Sumber: http://instagram.com/tsamaradki |
“Soekarno memberi perumpamaan bahwa laki-laki dan perempuan seperti dua sayapnya seekor burung, Nit, saling melengkapi untuk bisa terbang tinggi.” ujar Tsamara ketika kami membicarakan Sarinah, salah satu kumpulan tulisan Soekarno.

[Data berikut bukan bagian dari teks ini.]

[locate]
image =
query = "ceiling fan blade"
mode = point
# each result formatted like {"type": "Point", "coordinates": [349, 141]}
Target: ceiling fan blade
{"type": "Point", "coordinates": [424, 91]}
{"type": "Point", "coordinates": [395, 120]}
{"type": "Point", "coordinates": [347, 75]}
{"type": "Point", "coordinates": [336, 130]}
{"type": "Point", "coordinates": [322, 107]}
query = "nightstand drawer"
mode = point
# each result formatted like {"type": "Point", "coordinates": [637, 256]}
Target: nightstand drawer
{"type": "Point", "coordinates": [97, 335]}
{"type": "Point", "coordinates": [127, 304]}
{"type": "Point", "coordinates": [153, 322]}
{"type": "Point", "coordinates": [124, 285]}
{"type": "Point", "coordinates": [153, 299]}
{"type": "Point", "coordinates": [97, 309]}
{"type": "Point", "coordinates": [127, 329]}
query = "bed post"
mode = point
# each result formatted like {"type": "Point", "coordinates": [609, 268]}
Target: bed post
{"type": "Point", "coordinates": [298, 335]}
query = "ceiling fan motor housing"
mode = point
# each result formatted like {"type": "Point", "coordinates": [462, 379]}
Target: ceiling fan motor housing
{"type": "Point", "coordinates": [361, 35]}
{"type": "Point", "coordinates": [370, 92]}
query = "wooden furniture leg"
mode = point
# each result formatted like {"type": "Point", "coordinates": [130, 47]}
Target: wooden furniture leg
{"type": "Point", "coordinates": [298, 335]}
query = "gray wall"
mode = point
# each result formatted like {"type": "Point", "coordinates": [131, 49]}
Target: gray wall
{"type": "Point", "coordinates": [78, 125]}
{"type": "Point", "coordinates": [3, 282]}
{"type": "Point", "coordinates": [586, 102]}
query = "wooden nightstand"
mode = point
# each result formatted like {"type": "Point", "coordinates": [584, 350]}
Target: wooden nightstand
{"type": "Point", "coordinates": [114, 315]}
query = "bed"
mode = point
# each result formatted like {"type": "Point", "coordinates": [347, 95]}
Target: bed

Sammy, begitu panggilan akrab kami untuknya. Banyak dalam
kesehariannya Sammy mengutip perkataan Soekarno, salah satu tokoh nasionalis yang ia kagumi lekat-lekat. Di Bawah Bendera Rakyat bak sebuah
kitab suci
yang sudah habis ia lahap.
Suatu kali Sammy pernah bertanya, “Siapa tokoh nasional yang lo suka, Nit?”
“Buya Hamka.” jawab
saya.
Lalu obrolan kami berlanjut sampai pada bagaimana Soekarno
dan Hamka memiliki banyak perbedaan pendapat, begitu lantangnya Hamka melawan
pemerintahan saat itu hingga Soekarno mengirim Hamka ke penjara selama 2 tahun
4 bulan. Akan tetapi di akhir hayatnya, Soekarno meminta Hamka menjadi imam
shalat jenazahnya.
“Bila aku mati
kelak, aku minta kesediaan Hamka untuk menjadi imam shalat jenazahku.”
pinta Soekarno.
Kita belajar dari bapak-bapak bangsa, bahwa perbedaan
ideologi politik tidak menjadikan kita hilang rasa untuk memanusiakan manusia
lain, masih ada ruang diantara mereka
untuk bisa
saling memahami dan memaafkan, hingga kita rupanya perlu banyak belajar soal kebesaran hati dari mereka.